Editor’s note: Guest blogger, Stanton Peele, takes aim at errant science writing and its outlets. Stanton may be followed on Twitter at https://twitter.com/speele5.

Jonah Lehrer, the best-selling author who specialized in reducing artistic endeavors to neurological events, was an important science writer for Wired and The New Yorker, as well as contributing to such leading publications as the Wall Street Journal and the New York Times Magazine.
This matters because these publications have played a critical role in the reductionism that pervades American thinking about mental illness and addiction. Our leading scientific journals in America have placed the imprimatur of official scientism on reductionism, a endeavor whose seediness is represented perhaps most clearly by Lehrer. But his published lies really reflect the entire enterprise of reductionism in American science.

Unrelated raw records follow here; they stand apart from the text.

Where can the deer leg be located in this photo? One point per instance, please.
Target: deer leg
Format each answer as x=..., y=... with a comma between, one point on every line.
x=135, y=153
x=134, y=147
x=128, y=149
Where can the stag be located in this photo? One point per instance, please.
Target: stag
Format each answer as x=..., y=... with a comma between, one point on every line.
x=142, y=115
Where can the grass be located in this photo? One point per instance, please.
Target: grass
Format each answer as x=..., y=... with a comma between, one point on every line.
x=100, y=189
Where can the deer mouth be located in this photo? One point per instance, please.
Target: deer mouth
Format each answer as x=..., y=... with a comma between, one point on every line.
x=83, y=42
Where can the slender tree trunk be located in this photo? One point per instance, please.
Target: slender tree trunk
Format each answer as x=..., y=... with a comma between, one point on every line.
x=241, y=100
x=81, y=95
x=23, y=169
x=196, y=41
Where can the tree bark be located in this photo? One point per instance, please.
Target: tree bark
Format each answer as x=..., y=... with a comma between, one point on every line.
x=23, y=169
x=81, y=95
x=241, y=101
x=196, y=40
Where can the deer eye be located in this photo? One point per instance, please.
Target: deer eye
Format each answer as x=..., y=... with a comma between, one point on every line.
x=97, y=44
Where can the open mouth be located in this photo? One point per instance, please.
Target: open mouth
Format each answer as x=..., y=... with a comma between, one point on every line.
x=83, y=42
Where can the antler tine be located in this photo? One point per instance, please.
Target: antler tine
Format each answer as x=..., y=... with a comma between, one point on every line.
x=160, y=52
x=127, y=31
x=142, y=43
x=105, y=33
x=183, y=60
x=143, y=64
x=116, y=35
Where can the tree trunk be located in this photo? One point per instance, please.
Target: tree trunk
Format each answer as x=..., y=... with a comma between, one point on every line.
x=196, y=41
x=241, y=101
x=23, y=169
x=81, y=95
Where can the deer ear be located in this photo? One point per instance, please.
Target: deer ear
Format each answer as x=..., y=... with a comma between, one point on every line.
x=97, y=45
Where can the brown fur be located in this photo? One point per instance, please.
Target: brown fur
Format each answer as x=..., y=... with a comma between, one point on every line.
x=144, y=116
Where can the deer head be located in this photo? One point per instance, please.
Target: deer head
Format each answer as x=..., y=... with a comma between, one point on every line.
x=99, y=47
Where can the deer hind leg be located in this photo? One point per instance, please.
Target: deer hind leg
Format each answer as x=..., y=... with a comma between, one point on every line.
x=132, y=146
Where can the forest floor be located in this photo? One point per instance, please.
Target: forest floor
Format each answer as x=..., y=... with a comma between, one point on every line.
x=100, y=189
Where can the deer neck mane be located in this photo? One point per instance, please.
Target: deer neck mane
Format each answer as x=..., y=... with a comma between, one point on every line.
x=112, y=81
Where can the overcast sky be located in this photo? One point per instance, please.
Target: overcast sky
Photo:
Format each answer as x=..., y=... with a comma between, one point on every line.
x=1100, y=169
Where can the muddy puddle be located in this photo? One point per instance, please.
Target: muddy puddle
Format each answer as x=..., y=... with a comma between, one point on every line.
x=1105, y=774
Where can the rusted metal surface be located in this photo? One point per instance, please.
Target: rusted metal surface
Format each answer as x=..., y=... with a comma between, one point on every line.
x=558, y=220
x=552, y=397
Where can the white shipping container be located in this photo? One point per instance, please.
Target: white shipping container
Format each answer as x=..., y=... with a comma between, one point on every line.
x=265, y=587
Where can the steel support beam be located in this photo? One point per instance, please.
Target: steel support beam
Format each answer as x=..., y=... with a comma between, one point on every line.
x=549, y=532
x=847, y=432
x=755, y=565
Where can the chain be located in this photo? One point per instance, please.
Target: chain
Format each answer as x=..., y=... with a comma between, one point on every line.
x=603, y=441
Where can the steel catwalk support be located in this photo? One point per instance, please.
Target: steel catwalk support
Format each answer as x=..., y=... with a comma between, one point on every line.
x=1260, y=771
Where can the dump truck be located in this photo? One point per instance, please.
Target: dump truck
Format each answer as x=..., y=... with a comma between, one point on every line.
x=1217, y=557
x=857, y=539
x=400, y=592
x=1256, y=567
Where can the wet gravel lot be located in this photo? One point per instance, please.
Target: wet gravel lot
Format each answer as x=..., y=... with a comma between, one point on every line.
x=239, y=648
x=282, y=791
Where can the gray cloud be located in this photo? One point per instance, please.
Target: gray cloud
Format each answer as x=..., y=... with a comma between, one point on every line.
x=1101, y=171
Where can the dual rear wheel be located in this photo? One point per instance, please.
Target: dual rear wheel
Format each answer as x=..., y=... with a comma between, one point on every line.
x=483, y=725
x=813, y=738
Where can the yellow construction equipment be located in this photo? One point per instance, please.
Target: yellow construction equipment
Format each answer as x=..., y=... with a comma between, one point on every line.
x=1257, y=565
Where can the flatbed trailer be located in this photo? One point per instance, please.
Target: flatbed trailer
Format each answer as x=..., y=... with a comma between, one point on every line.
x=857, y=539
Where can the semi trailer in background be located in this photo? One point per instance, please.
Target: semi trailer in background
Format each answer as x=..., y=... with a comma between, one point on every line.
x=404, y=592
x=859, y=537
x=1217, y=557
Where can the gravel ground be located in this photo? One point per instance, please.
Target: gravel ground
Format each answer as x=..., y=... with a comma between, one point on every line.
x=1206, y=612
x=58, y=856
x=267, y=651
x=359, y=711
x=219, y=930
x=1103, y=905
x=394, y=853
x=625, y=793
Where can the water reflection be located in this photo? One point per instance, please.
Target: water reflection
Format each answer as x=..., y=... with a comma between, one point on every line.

As I have noted in the Huffington Post, Lehrer became a runaway best-selling author by making outlandish, unscientific, and obtuse assertions about the nature of the relationship between art and creativity, on the one hand, and neuroscience on the other. This writing amounted essentially to making metaphoric leaps from biographical information (which Lehrer often misstated or made up out of whole cloth) or superficial artistic observations to like-seeming memes in neuroscience (e.g., great novelists describe changes people undergo, we can generate new neurons = miracle association between art, biology, and science).
Lehrer’s personal fate is now of little interest, since, his fabrications and lying revealed, he was fired immediately from his staff position at The New Yorker and his publisher ceased shipment of his runaway best-seller, Imagine: How Creativity Works. But the implications of Lehrer’s intellectual dishonesty and pandering go far beyond his making up quotes, his systematic inaccuracies, and his lies in order to cover these up. Rather, they go to the heart of recent brain science and its massive incomprehension of what psychological science comprises.